Equívocos sobre a definição de bullying

Em entrevista recente, Cléo Fante, escritora, doutora em Educação, especialista em bullying e cyberbullying, e autora do Programa Antibullying Educar para a Paz, só vê avanços para a educação. “Desde que haja entendimento e comprometimento de todos no processo: escola, professores, pais e alunos”, justifica.

Cléo alerta, porém, que o texto poderá gerar equívocos quanto à definição do termo bullying. Ao contrário do texto de algumas outras leis, como a paraguaia e a colombiana, nas quais está claro que o bullying ocorre entre alunos e alunas ou grupo de alunos e alunas, a lei brasileira usa o termo ´indivíduo´. Isso, segundo ela amplia o público-alvo, dificultando o entendimento. Cléo diz, entretanto, que o fato de não existir punições pela nova lei, não significa que não irá funcionar.

“O foco da lei sancionada nunca foi a punição. A função da escola é pedagógica e não punitiva. Nesse sentido, existe projeto de lei em discussão para transformar o bullyingem crime, o que sou veementemente contra. O Estatuto da Criança e do Adolescente (ECA), ainda não bem compreendido por muitos ou motivada a sua incompreensão pelo senso comum, prevê punições ou responsabilizações quando há violações de direitos, quer seja praticado por pessoas adultas ou entre os próprios adolescentes”, argumenta.

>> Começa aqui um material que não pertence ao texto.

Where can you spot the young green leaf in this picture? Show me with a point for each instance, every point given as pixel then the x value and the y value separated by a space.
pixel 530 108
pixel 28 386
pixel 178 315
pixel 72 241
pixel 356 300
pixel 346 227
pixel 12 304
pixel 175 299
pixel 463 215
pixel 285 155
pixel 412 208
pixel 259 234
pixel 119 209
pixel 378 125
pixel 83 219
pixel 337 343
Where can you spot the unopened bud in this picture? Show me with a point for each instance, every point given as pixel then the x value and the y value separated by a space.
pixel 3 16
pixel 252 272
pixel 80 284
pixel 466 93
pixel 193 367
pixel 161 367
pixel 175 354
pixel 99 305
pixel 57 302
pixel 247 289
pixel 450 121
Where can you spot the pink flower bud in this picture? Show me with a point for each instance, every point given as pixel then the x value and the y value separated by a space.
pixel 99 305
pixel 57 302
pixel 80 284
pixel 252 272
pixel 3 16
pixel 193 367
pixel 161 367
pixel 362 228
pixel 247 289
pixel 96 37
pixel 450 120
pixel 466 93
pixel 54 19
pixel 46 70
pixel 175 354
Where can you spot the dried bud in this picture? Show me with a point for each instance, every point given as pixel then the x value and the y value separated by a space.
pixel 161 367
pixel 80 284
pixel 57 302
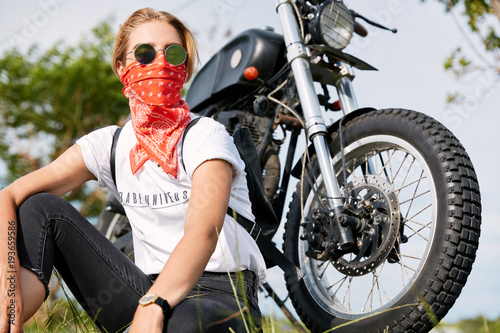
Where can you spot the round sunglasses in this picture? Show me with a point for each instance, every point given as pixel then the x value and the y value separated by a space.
pixel 145 54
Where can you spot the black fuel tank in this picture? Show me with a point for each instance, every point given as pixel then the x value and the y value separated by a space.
pixel 223 73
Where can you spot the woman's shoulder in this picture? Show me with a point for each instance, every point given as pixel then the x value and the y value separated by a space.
pixel 205 127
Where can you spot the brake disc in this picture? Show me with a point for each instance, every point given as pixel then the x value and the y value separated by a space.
pixel 381 218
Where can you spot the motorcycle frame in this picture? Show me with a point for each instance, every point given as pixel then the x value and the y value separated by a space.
pixel 316 128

A especialista lembra que alterações foram realizadas no ECA prevendo crimes cibernéticos e responsabilizações. “Portanto, existem amparos legais que tratam a questão da intimidação, ameaça, constrangimento, calúnia, difamação, injúria, perseguição, lesão, dentre tantas outras formas de abusos que integram o bullying”, diz.

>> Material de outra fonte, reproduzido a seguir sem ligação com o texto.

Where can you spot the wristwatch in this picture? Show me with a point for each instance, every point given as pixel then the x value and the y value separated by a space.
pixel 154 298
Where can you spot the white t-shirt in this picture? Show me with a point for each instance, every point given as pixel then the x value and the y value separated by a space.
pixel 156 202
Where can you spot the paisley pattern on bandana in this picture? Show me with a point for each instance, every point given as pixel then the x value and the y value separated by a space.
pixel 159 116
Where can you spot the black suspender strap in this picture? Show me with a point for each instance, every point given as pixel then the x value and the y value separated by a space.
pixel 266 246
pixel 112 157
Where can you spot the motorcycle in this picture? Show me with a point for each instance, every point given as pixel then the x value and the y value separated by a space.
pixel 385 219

O que a lei caracteriza como bullying

• ataques físicos
• insultos pessoais
• comentários sistemáticos e apelidos pejorativos
• ameaças por quaisquer meios
• grafites depreciativos
• expressões preconceituosas
• isolamento social consciente e premeditado
• pilhérias
• cyberbullying
* A intimidação sistemática é classificada conforme as ações praticadas de forma verbal, moral, sexual, social, psicológica, física, material ou virtual.